I have questions for your film, set in the 1970’s that, oddly, borrows much of its visual style from music videos of the 1980’s…
Why didn’t you hire an actual editor to work on your film rather than, say, some Yes Man or Woman happy to defer to the whims of your self-indulgent director? You’re not remaking Lawrence of Arabia. It’s a fucking horror movie. Keep it under two hours. The “elevated” in the hipster douchebag term “elevated horror” is NOT a synonym for “elongated”. If you’re truly at a loss as to how to trim down your goddamn precious oeuvre, might I suggest starting with the 15 minute Old Man Walking montage.
Speaking of which – why not cast an old man to play an old man?

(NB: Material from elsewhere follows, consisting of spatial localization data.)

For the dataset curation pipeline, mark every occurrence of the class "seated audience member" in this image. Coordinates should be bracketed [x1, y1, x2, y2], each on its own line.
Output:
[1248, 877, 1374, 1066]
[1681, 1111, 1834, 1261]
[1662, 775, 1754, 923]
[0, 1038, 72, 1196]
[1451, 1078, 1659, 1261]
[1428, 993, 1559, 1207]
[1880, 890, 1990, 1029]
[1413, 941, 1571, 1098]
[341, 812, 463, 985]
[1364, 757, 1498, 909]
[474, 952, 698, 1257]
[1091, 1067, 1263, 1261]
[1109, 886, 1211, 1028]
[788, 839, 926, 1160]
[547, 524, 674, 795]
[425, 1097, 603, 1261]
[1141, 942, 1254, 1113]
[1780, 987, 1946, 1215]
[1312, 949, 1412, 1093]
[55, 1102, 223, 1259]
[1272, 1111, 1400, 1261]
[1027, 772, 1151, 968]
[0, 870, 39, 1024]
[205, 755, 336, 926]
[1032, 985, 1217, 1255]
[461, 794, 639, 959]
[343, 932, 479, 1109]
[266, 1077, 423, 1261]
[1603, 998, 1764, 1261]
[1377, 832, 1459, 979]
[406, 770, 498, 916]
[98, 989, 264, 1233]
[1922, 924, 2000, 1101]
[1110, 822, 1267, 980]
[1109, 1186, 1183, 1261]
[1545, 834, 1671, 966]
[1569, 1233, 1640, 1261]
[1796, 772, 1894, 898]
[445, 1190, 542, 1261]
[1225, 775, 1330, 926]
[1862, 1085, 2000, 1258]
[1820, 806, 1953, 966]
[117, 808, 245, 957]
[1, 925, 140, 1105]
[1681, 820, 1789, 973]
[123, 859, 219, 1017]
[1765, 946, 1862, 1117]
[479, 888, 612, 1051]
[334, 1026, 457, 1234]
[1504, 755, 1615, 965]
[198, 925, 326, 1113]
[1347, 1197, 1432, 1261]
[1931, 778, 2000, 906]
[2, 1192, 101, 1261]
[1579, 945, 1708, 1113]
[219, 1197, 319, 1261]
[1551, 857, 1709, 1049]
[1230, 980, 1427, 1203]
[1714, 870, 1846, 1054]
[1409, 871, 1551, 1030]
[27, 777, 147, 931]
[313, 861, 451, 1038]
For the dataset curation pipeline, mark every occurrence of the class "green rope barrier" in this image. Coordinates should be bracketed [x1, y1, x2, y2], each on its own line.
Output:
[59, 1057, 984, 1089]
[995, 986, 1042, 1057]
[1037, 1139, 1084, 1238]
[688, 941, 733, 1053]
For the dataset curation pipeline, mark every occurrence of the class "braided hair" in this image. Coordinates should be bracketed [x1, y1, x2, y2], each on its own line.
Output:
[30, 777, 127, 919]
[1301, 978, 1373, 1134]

I mean, sure, there’s probably some meaningful meta-commentary you’re trying to make about casting in today’s Hollywood, but you’re social posturing to the detriment of your film. Spend a little more money to ensure the bottom half of your faux “old man’s” face actually moves instead of looking like a latex mask.
Was it your intention to specifically tailor your film to fans of Aranofsky’s Mother with a coincidental appreciation for arterial spray and exploding heads?
Shouldn’t a movie’s subplots somehow at some point in some small way tie into the main storyline? Consider this one more of a rhetorical question.
Aren’t horror movies supposed to be, y’know, scary? Sorry, this one’s rhetorical as well.